QEMU Emulated NVMe

Lessons Learned and Future Work

Klaus Jensen <k.jensen@samsung.com>
Samsung Electronics
NVMe in 1 Slide

- **Non-Volatile Memory Express**
- Designed to exploit the low latency and inherent parallelism of NAND flash memory

**Core terminology required for this talk**

- **Controller** – a PCI Express† function that acts as the interface between a **Host** and an **NVM Subsystem**
- **Namespace** – a quantity of non-volatile memory, accessed independently from other namespaces, typically by logical block addresses
- **NVM Subsystem** – A set of one or more **Controllers**, zero or more **Namespaces** and one or more **Ports**

† We will only consider the PCIe-based transport of NVMe
Emulated NVMe Timeline

- Initial implementation by Keith did the job for several years
- I was working with the OpenChannel SSD ecosystem in 2018-19 and was using QEMU on a day to day basis
  - Started to add missing mandatory features
  - Started working on multiple namespace support in an effort to upstream OCSSD support *(abandoned)*
  - Became a co-maintainer along with Keith in mid-2020
Emulated NVMe Timeline

• Things moved pretty fast
• As we shall see, sometimes a bit too fast

• Some mistakes were made due to
  – not knowing about best practices or how to effectively use the available APIs
  – not fully grasping QDev/QOM
So, lessons...
Speaking of APIs…

- Initially, I had trouble grok’ing QDev vs.
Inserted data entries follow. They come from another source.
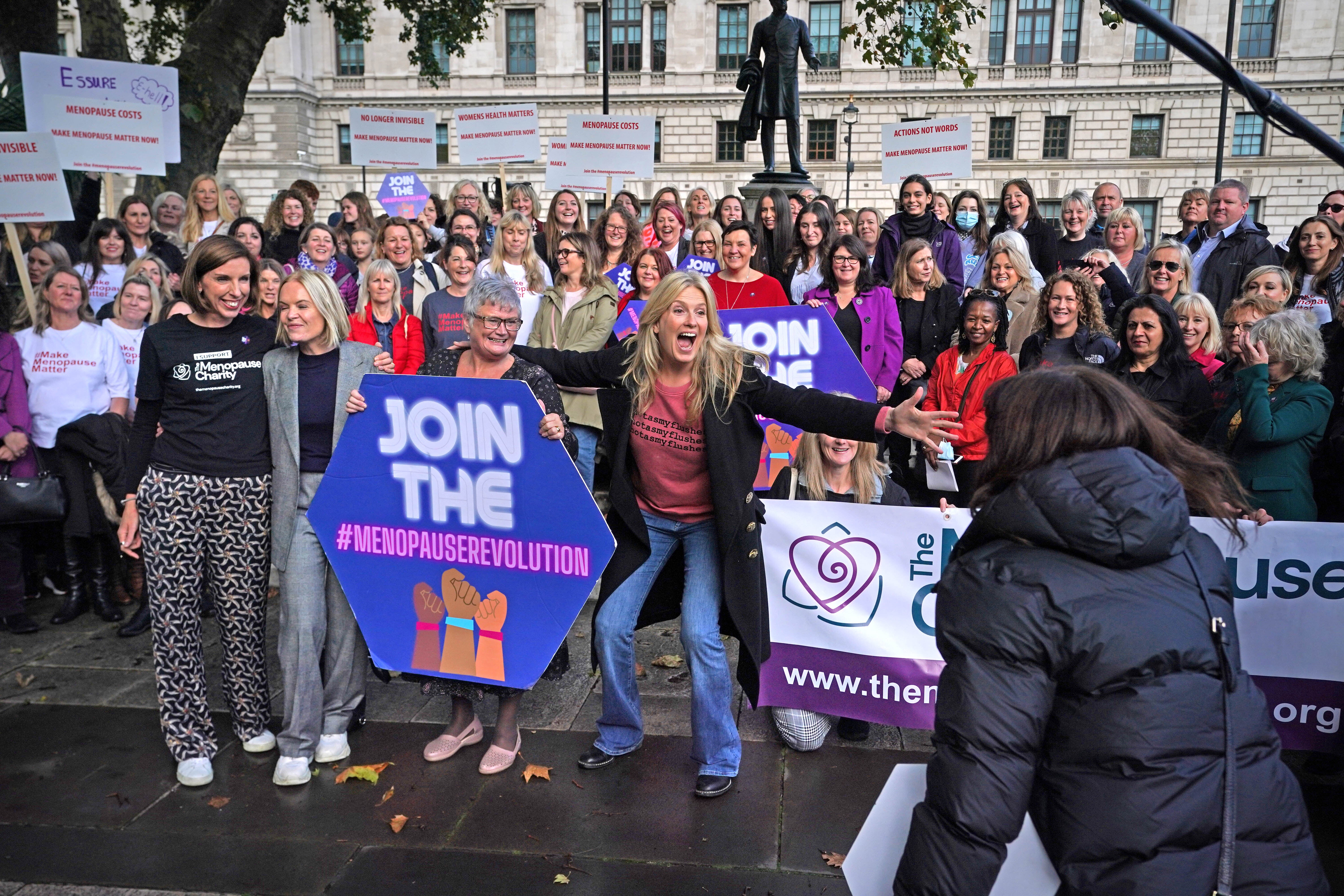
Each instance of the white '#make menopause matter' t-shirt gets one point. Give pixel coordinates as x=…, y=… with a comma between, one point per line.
x=71, y=374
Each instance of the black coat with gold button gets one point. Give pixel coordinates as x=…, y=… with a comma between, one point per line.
x=733, y=450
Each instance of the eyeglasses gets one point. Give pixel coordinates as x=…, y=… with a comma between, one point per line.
x=511, y=324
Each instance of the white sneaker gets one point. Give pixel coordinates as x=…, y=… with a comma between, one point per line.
x=292, y=770
x=196, y=773
x=265, y=742
x=333, y=749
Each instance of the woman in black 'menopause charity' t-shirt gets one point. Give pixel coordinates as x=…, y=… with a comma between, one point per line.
x=200, y=499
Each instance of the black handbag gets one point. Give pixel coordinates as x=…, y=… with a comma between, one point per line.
x=32, y=500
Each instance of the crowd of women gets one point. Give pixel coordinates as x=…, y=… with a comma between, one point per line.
x=1216, y=335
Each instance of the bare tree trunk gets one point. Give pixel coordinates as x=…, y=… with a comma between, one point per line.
x=30, y=26
x=221, y=52
x=103, y=27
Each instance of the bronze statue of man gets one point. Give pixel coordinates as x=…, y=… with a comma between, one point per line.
x=773, y=86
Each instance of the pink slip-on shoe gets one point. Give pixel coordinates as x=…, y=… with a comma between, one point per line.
x=497, y=760
x=447, y=746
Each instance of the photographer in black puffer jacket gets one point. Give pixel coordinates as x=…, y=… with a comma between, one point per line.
x=1084, y=683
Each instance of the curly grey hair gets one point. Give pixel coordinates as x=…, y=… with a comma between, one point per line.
x=1295, y=339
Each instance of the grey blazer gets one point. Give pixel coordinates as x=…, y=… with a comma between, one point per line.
x=280, y=370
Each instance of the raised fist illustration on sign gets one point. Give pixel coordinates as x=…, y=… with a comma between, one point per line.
x=429, y=613
x=460, y=602
x=490, y=652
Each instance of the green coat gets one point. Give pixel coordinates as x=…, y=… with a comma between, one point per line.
x=1275, y=443
x=584, y=330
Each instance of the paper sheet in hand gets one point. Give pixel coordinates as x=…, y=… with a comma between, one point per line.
x=873, y=862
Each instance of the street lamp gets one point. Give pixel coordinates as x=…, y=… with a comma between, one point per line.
x=851, y=117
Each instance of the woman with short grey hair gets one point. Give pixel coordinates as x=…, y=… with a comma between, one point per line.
x=1077, y=215
x=1277, y=417
x=322, y=652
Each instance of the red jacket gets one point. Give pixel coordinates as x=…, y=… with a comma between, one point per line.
x=947, y=388
x=408, y=345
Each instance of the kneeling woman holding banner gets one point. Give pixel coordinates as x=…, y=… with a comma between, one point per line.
x=681, y=416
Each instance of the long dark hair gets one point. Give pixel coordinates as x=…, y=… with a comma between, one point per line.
x=829, y=230
x=855, y=246
x=1042, y=416
x=1171, y=353
x=987, y=297
x=101, y=229
x=775, y=244
x=1033, y=210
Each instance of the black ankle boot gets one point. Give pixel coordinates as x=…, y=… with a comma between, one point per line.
x=76, y=602
x=103, y=601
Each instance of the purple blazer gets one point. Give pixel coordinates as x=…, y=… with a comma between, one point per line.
x=884, y=346
x=14, y=402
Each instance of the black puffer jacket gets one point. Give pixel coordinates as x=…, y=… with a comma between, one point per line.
x=1083, y=683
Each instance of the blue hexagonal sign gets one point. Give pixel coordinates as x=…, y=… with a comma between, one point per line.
x=467, y=542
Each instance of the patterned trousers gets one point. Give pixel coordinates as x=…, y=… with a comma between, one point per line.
x=204, y=532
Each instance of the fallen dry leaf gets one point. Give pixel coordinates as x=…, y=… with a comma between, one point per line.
x=537, y=772
x=364, y=773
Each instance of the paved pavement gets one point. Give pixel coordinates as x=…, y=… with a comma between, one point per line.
x=89, y=805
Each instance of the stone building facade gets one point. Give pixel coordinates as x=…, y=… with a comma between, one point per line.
x=1060, y=99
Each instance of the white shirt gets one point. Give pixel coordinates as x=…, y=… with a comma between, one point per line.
x=130, y=343
x=71, y=374
x=106, y=288
x=517, y=275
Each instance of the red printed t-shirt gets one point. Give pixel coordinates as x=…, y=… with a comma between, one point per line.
x=673, y=473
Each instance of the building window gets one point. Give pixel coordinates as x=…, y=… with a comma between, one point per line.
x=1146, y=138
x=1036, y=29
x=1257, y=38
x=343, y=144
x=729, y=147
x=1056, y=144
x=822, y=140
x=592, y=39
x=627, y=35
x=826, y=33
x=521, y=38
x=733, y=37
x=998, y=31
x=659, y=38
x=1249, y=135
x=350, y=57
x=1069, y=39
x=1147, y=210
x=1001, y=138
x=1148, y=46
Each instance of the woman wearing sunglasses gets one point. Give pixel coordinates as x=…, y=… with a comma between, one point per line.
x=1167, y=272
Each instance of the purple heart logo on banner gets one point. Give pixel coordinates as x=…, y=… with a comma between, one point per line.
x=404, y=195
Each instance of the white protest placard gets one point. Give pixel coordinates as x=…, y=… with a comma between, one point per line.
x=611, y=146
x=392, y=138
x=564, y=175
x=873, y=860
x=32, y=185
x=99, y=80
x=491, y=135
x=103, y=135
x=937, y=148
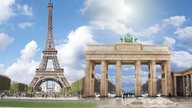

QOM
  - Because - It’s not a ‘vs’

- QDev builds on QOM
- QDev provides an API tuned for setting up user created devices
- However, QDev imposes a strict structure (ordered tree) where every alternating level is either a “bus” or a “device”
A bit of history

• NVMe device first introduced *(by Keith Busch, 2013)* with single-namespace support
  - `device nvme,drive=DRV`

• I wanted to add support for multiple namespaces, that would have separate block backends and separate drive-related parameters *(logical_block_size, etc.)*
  - Lots of helpful comments from the community
  - Ended up adding a new `device nvme-ns` and plumb it with a QDev bus (it’s sort-of how `hw/scsi` does it)
QDev Bus-based Plumbing

- The device nicely fits into the QDev tree and introspection just works (`info qtree`)
- If a device is removed, all devices on child busses are recursively unrealized
  - This design made a lot of sense when multiple namespace support was merged (`waaay back in 2019`)
  - And this *should* be a good thing…
    - … but if we add subsystems and shared namespace functionality to the mix – not so much
NVMe Plumbing (pre-v6.0)
Shared Namespaces

• A **Shared Namespace** refers to a **Namespace** that may be accessed concurrently by two or more **Controllers** within the same **NVM Subsystem**
  – Quite useful for testing advanced drivers and **multi-path I/O**, so we wanted to support this

• Required adding the concept of an **NVM Subsystem** to **hw/nvme**
Mistake: Just use -device

- Because I (or anyone else interested in hw/nvme at the time) still didn’t know any better we merged the subsystem support implemented as a bus-less and “un-rooted” - device
  - Added subsys link parameter on controller device to plumb it to a subsystem
  - It followed the design of the nvme-ns (namespace) device and it felt like the way to do it
The `nvme-ns` devices registers with the subsystem and if `shared=on`, they become “attached” (in NVMe terms) to both controllers.
NVMe Plumbing (v6.0)

_nvme-nS_ devices can only be attached (*in QDev terms this time*) to 1 nvme-bus
What happens if we remove \texttt{(device\_del, aka hot-plug)} the first controller?
The nvme-ns devices are automatically unrealized.
Add another instance of `nvme-bus` to the subsystem `device` and re-parent the `nvme-ns` devices if a subsystem is configured.
How do we fix this properly?

- Implement a hot-plug handler to “fail-over” the namespaces to another controller?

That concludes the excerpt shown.